Si era slacciato il grembiule che era unto, l’aveva lasciato in bilico sul sgabello ed era andato davanti al marito che lo fissava appoggiato allo stipite dell’arco che separa la cucina dal tinello. Per una volta erano state le labbra di Justin a baciare i capelli di Brian, mentre lo stingeva a sé e gli incorniciava il viso fra le mani.
“No, amore mio, no. C’era anche lavoro, non sempre e non solo, ma c’era. Più che altro allungavo le trasferte e i giorni in più li passavo con Susan. È così Brian, non ti sto nascondendo nulla, non più. La follia è che allora non mi sembrava neppure di mentirti, ma di proteggerti. Non volevo ingannarti, non ho mai voluto ingannarti nella nostra vita.”

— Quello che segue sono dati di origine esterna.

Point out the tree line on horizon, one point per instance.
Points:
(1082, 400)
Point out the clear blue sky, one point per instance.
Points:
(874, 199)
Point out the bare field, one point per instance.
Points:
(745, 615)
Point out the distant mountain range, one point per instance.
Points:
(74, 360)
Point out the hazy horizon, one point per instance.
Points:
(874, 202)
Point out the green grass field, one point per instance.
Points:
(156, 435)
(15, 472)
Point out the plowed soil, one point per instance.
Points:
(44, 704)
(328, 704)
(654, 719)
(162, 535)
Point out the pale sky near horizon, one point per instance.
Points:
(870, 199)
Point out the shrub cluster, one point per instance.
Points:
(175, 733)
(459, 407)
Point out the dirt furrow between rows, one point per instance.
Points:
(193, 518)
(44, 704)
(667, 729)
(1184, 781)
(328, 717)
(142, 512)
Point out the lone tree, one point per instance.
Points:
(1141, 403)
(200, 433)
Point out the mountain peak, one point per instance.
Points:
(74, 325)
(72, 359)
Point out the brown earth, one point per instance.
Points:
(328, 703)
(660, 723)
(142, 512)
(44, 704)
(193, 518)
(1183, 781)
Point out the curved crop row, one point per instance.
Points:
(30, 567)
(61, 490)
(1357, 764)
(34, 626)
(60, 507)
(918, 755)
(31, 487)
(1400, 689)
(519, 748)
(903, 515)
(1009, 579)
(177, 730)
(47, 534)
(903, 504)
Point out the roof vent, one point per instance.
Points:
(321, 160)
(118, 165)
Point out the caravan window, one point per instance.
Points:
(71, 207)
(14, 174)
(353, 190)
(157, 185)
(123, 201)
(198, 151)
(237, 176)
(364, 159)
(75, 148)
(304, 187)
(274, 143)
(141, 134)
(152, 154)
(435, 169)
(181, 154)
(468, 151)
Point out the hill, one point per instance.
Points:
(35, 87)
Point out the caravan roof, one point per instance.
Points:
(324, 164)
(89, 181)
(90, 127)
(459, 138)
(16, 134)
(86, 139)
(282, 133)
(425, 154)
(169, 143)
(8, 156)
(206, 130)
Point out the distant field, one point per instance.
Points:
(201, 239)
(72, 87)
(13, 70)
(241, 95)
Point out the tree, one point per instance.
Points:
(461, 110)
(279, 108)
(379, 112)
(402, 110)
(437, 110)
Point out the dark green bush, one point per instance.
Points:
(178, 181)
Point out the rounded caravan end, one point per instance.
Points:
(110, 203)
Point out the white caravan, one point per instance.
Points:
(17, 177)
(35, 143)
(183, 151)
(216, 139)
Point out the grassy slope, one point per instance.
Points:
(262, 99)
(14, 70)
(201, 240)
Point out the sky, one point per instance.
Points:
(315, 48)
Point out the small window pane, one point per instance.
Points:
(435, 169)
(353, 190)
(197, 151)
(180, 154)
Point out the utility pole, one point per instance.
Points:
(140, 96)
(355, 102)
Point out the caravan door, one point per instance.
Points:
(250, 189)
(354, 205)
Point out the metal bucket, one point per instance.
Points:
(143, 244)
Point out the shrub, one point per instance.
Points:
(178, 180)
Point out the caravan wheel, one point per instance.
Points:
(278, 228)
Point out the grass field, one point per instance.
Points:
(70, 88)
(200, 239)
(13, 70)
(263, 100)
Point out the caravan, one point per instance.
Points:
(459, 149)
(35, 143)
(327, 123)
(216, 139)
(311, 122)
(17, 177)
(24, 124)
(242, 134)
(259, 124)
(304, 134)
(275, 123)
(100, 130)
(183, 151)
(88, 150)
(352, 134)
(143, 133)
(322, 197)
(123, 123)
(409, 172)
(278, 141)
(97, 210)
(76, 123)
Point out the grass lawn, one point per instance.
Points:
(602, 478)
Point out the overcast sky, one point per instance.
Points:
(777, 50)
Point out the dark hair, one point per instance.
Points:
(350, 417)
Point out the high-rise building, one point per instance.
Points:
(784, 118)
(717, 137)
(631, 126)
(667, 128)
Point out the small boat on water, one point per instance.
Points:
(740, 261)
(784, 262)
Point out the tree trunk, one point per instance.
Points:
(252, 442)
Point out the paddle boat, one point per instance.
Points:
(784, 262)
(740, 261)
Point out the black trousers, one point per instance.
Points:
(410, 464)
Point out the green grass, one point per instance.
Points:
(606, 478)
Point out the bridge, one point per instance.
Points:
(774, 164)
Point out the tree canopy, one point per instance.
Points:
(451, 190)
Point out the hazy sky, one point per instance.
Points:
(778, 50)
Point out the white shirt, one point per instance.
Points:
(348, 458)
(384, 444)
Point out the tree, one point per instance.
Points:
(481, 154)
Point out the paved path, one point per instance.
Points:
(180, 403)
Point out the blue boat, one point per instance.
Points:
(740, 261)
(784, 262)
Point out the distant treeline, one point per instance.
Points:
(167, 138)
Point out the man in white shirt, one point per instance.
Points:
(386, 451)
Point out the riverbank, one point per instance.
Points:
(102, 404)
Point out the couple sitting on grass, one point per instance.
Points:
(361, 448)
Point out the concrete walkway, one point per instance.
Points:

Brian aveva scrollato le spalle, gli aveva spostato un palmo dal viso e aveva intrecciato le dita a quelle del marito, poi aveva piegato la testa e si era appoggiato alla spalla, più bassa, del compagno. Con la mano libera Justin gli aveva accarezzato la nuca ed erano rimasti in silenzio.  
Danielle diceva che doveva tirare fuori la rabbia, ma lui non la trovava, quando ci pensava trovava solo tristezza e freddo e senso di vuoto, che neppure la presenza di Justin riusciva a riempire.